Since his appointment five years ago, Sahai has missed at least one day of 12 meetings requiring full board attendance — many of which last two days — including all of two of the four meetings to date in 2018 and at least part of seven of the 17 full board meetings held since the start of 2017.

In all of 2017, Sahai missed at least one day of five of the 13 full board meetings, according to Board of Regents meeting minutes. Between July 1 and this week’s meeting — the last of the budget year — Sahai missed some portion of three of the 10 full board meetings.

For comparison, Regent Larry McKibben — appointed at the same time as Sahai — has missed one meeting over his 5-plus years on the board. That absence came back in October 2013, shortly after he was appointed. Regent Milk Dakovich, also appointed in 2013, has missed two days.

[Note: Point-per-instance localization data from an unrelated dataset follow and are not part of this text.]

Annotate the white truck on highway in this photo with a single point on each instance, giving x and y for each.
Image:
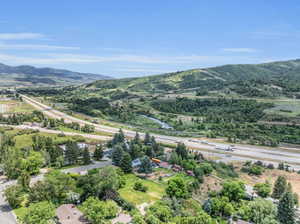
(224, 147)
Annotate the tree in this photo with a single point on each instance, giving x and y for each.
(98, 183)
(200, 218)
(55, 187)
(24, 180)
(160, 212)
(86, 156)
(234, 190)
(39, 213)
(177, 188)
(181, 150)
(117, 155)
(146, 166)
(137, 139)
(262, 211)
(72, 152)
(206, 167)
(280, 187)
(147, 140)
(286, 209)
(263, 189)
(98, 212)
(32, 163)
(15, 195)
(98, 154)
(138, 186)
(125, 163)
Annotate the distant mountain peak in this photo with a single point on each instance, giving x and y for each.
(27, 75)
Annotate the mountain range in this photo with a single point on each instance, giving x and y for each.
(253, 80)
(26, 75)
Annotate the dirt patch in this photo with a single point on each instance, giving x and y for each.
(210, 183)
(271, 176)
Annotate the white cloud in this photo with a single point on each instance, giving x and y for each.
(20, 36)
(35, 47)
(198, 60)
(240, 50)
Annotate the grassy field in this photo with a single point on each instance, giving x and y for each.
(289, 108)
(25, 140)
(154, 193)
(66, 129)
(20, 212)
(15, 106)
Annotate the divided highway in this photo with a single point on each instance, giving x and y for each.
(240, 153)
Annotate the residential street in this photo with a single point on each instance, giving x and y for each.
(6, 214)
(240, 153)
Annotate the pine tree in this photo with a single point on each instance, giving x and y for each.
(137, 139)
(286, 209)
(147, 140)
(125, 163)
(280, 187)
(72, 152)
(117, 155)
(24, 180)
(181, 150)
(98, 154)
(86, 156)
(146, 166)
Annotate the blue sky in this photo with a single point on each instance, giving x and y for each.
(136, 37)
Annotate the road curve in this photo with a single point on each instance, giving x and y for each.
(241, 152)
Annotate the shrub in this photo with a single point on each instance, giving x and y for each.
(138, 186)
(263, 189)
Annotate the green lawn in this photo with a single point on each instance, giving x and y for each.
(20, 212)
(25, 140)
(66, 129)
(15, 106)
(288, 108)
(154, 193)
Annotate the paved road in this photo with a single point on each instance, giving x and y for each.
(3, 108)
(6, 214)
(241, 152)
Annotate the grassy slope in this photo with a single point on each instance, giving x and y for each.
(287, 71)
(154, 193)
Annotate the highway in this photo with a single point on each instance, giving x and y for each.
(240, 153)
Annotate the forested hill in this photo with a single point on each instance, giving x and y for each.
(26, 75)
(259, 80)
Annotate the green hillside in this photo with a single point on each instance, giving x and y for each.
(259, 80)
(25, 75)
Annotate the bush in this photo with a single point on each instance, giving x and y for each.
(263, 189)
(207, 168)
(256, 170)
(138, 186)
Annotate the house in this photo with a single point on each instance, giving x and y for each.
(161, 164)
(136, 163)
(242, 222)
(165, 165)
(250, 193)
(176, 168)
(81, 145)
(190, 173)
(122, 218)
(69, 214)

The Board of Regents calls its enterprise “Iowa’s most powerful and comprehensive resource for educational opportunities and economic growth.” The five schools it oversees annually enroll more than 81,000 students, employ more than 48,000 people, and engage in research and technology endeavors that offer Iowans “diverse cultural, recreational, athletic, and entertainment activates.”

The board also overseas the University of Iowa Hospitals and Clinics, Iowa’s only teaching hospital under the $1.4 billion UI Health Care system, the largest in the state.

The regent enterprise budget for 2018 tops $5.8 billion — including $3.1 billion in general operating funds. Of the system’s $3.1 billion operating revenue, nearly 65 percent comes from tuition and fees and about 31 percent from state appropriations — meaning taxpayer dollars.

The board recently approved across-the-board tuition increases — including 3.8 percent hikes for resident undergraduates at University of Iowa and Iowa State University and a 2.8 percent increase for that population of students at University of Northern Iowa.

Sahai was absent for both the first and second readings on the tuition and fees increase. In the meetings he’s missed in April and June, the board also elected a new board president and president pro tem; approved residence hall and board rate increases on all three campuses; adopted a new policy barring entities like credit unions from using university names; decided how to split an $8.3 million Legislative appropriation for the upcoming budget year among the three universities; and evaluated the presidents’ performance — among many other things.